Il romanzo di Fabrizio Silei ha il coraggio di raccontare, con la deformazione che la cronaca ha se vista con gli occhi di un bambino, come nascono molte violenze quotidiane anche nell’ambito familiare, e come a esse si aggancino le più grandi violenze della Storia, quella con la s maiuscola. Non c’è bisogno di molta fantasia per legare gli eventi, grandi e piccoli, tra loro, perché sono i personaggi a portare con sé la capacità di eternare la quotidianità e di rendere presente in casa il grande fenomeno storico. Non servono strutture narrative particolari: sentimenti e Storia sono fatti per andare d’accordo, è necessario – qui sta l’abilità del narratore – formulare le domande più adatte a farli incontrare. E i bambini, si sa, sono bravissimi a fare domande.
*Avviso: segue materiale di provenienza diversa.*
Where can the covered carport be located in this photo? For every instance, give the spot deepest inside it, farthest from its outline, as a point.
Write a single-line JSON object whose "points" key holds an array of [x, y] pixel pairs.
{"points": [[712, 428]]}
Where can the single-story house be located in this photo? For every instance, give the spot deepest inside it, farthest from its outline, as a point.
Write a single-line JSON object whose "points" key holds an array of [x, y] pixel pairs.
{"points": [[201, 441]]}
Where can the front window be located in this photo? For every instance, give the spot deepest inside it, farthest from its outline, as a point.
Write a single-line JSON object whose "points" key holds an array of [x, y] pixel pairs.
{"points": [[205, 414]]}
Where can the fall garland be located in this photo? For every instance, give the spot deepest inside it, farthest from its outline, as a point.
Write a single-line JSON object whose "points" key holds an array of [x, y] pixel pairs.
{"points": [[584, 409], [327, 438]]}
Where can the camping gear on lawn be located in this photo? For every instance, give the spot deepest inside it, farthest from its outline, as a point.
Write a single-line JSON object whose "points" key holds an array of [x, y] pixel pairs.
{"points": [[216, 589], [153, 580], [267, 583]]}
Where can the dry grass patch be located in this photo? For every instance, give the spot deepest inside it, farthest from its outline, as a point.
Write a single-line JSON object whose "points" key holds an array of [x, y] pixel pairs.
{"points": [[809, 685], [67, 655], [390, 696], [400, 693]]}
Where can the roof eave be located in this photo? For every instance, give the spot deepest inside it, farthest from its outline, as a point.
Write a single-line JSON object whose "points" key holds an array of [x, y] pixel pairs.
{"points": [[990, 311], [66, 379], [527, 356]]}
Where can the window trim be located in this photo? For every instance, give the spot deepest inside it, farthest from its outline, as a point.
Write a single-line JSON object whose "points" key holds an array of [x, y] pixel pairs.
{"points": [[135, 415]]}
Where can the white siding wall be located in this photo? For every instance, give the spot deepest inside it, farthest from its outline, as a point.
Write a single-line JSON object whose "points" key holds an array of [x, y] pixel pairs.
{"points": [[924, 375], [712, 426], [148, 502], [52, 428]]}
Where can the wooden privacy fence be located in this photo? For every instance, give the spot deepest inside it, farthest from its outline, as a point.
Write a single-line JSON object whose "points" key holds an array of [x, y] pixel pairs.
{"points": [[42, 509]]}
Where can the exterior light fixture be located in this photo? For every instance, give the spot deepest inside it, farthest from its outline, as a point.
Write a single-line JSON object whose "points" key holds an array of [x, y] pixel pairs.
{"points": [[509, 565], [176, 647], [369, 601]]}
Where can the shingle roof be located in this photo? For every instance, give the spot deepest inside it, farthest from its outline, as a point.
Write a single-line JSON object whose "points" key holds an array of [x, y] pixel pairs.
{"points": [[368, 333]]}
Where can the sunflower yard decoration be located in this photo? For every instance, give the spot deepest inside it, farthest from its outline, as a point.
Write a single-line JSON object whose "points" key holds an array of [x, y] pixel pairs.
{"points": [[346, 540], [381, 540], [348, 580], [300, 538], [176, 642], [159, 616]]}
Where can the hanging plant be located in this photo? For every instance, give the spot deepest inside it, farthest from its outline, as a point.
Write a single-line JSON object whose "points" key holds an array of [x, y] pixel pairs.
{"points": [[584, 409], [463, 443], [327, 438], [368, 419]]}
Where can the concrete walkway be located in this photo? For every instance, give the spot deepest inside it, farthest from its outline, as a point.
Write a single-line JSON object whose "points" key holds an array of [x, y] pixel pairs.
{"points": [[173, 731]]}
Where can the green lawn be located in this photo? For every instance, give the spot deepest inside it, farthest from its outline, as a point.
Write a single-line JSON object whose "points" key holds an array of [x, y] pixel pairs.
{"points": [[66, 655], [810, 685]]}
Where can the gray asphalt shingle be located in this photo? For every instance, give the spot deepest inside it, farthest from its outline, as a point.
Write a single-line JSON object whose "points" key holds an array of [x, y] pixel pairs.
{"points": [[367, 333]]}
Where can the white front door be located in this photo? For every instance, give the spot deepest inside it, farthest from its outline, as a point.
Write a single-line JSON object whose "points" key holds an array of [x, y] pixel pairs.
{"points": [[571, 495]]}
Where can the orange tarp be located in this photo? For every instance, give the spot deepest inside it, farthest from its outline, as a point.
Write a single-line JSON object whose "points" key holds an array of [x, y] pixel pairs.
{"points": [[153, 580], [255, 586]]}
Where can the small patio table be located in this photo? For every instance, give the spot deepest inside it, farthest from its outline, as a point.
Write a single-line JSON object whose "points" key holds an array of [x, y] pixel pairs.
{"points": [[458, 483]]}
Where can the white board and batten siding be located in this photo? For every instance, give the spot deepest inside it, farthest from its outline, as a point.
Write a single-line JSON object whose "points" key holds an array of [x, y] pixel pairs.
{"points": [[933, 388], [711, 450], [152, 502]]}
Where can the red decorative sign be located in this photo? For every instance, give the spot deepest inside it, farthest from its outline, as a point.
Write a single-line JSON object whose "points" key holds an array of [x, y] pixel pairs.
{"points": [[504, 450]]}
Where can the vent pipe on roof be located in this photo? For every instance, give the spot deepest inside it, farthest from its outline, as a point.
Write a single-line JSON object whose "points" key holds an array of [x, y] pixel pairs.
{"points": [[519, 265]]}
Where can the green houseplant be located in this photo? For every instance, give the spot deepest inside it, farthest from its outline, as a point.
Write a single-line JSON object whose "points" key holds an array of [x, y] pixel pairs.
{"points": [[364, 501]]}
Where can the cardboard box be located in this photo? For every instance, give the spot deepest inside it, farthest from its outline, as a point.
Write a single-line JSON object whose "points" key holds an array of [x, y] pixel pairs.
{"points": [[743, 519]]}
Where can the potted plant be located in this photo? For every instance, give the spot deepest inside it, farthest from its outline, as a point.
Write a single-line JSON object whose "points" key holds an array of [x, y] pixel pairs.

«Come si fa a raccontare? E quand’è che iniziano le storie?» «Hai visto che mondo c’è la fuori? Non voglio che le accada nulla di male, capisci?» «Ma come si fa a cadere in una vasca più alta della propria altezza?» «Non dire niente alla mamma e a Mara che ti ho fatto sparare, intesi?» «Nicola, non devi dire nulla… lo capisci? Se papà viene a saperlo, questa volta l’ammazza di botte, lo capisci?» «Perché non ha lasciato me perdere?» «Avevo promesso a papà di ascoltare e non lasciare mamma da sola, ma oramai… come facevo a non obbedire?» «Possibile che nessuno mi rispetti più in questa casa?» «Cosa vale vita senza libertà?» «Che uomini saremmo stati altrimenti?» «Dove ci portano? Dove ci portano?» «Quando aveva iniziato, papà, a essere geloso e protettivo oltre ogni dire? Com’era avvenuto che il cerchio della sua vita si restringesse giorno dopo giorno intorno a noi e alla casa, fino a soffocarla?» «Mi proteggerai bambina mia?» «Perché, perché tua madre mi ha fatto questo? Lo sai tu perché?» «Hai un altro! Ecco perché! Lo sapevo, hai un altro vero?!?» «Una famiglia felice?»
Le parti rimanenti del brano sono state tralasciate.